Business Maverick

Business Maverick

Asia stocks steady ahead of key US inflation data: markets wrap

Asia stocks steady ahead of key US inflation data: markets wrap
A morning commuter crosses the bridge at the Cheonggye Stream as snow falls in Seoul, South Korea, on Thursday, 26 January 2023.

Asian stocks traded within narrow ranges following a tech-led rally on Wall Street as traders look for further signs about the Federal Reserve’s policy outlook ahead of key US data.

South Korea’s benchmark index fell. Mainland China and Hong Kong shares were little changed, as were those in Australia. Treasuries were also steady in Asian trading.

US stock futures were marginally lower after tech shares led the way forward Monday, with the Nasdaq 100 rising 1.2%. Tesla Inc. rallied 10% as Morgan Stanley said its Dojo supercomputer may boost the company’s value by up to $500 billion. Qualcomm Inc. climbed after Apple Inc. extended a deal with the chipmaker. 

Holders of yuan bonds issued by Sino-Ocean Capital earlier rejected a motion to extend the principal and interest payment, a further signal that investors’ sentiment remains bleak in the nation’s real estate sector despite recent support measures by the authorities. Meanwhile, Country Garden won approval from its creditors to extend the repayments on six onshore bonds by three years, Reuters reports, citing two unidentified people. 

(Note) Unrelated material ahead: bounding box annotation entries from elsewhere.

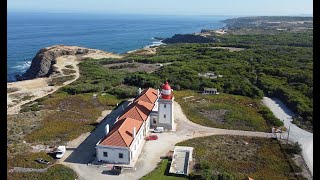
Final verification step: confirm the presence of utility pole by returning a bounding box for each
[287,121,291,144]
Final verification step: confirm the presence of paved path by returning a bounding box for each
[262,97,313,175]
[61,102,272,180]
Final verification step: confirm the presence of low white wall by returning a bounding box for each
[96,146,130,164]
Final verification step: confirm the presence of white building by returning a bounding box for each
[96,82,174,165]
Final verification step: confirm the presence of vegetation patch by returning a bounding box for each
[177,136,295,179]
[8,164,78,180]
[7,87,19,93]
[7,152,56,169]
[62,69,77,75]
[65,65,74,69]
[174,91,276,132]
[25,92,120,145]
[141,159,187,180]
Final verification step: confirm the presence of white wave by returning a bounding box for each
[145,38,165,48]
[13,61,31,70]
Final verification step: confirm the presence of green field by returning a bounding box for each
[141,159,187,180]
[7,164,78,180]
[25,92,121,144]
[177,136,303,179]
[174,91,282,132]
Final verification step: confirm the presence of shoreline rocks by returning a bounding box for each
[16,45,114,81]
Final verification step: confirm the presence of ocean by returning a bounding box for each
[7,12,231,82]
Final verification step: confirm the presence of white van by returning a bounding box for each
[153,127,164,133]
[56,146,66,159]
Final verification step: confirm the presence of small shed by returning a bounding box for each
[169,146,193,175]
[202,88,219,94]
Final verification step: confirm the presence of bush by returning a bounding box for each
[109,86,138,99]
[282,142,302,155]
[258,107,283,127]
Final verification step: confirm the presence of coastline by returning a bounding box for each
[7,46,123,115]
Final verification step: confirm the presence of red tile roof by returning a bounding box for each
[134,88,158,104]
[119,101,154,121]
[100,118,143,147]
[99,88,158,147]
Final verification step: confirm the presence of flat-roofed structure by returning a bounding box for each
[169,146,193,175]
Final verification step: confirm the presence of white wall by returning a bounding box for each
[96,145,130,164]
[130,122,146,160]
[159,100,173,124]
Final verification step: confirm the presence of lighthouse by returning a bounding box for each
[158,81,174,130]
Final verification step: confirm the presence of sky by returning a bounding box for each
[7,0,313,16]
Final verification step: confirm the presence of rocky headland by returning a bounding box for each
[7,45,122,114]
[162,34,216,44]
[17,45,121,81]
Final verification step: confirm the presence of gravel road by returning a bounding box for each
[262,97,313,175]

In currencies, the PBOC set its daily fixing rate at below 7.20 versus the dollar, a sign that it won’t tolerate excessive yuan weakness. The greenback steadied after falling by the most in two months and the yen slightly weakened following a strong advance in the previous session.

Bitcoin rose after dropping to the lowest since June on Monday, as the world’s largest digital token formed a so-called death cross pattern — in which the 50-day moving average falls below its 200-day marker. Such a crossover typically signals a loss of short-term momentum and further selling pressure ahead.

The Japanese government will face another test of demand in the bond market with a five-year auction on Tuesday, the first sale since central bank Governor Kazuo Ueda jolted markets with comments on the negative interest rate policy. The yield on the 10-year benchmark bond rose 1.5 basis points to 0.72% in Asian trading.

While Ueda’s comment excited the markets, the big catalyst has yet to arrive, according to Chris Weston, head of research at Pepperstone Group Ltd. 

“Wages are the core consideration for the BOJ, but we won’t get the outcome of the spring wage negotiations until April 2024,” he wrote in a note. “So realistically, the big catalyst won’t be seen for a while, and any changes in rate setting won’t happen for about six months, although the market lives in the future and will front-run these expectations.”


In the US, consumers’ inflation expectations were mostly stable in August, but households grew more concerned about their finances and more pessimistic about the job market, according to a Fed Bank of New York survey. 

The consumer-price index report on Wednesday will provide the latest insight into how much further the Fed may need to go to pull inflation back toward its target. Monthly inflation is expected to accelerate to 0.6% in August, while core is seen stable at 0.2%, according to economists’ estimates.

“If we do see potentially a more sticky inflation number than the 0.6% expected by economists or 0.2% on core, I would expect to see the bond market start to potentially price in another rate hike before the end of the year, potentially as early as November,” Anthony Doyle, head of investment strategy at Firetrail Investments Pty Ltd, said on Bloomberg Television.

Meanwhile, some 26% of respondents in the latest MLIV Pulse survey say they plan to decrease their exposure to the S&P 500 over the next month. That’s double the amount of those who plan to buy. Only 13% of respondents said they might increase exposure.

In commodities, oil steadied near its highs of the year after rallying about 10% in recent weeks, with technical indicators that suggest its gains may be overdone sapping the benefit of risk-on sentiment in broader markets. Energy-market watchers will also be keeping a close eye on Australia, after Chevron Corp. said it’s applying to a labor regulator to help resolve its dispute with unions at liquefied natural gas sites as workers continue partial strikes.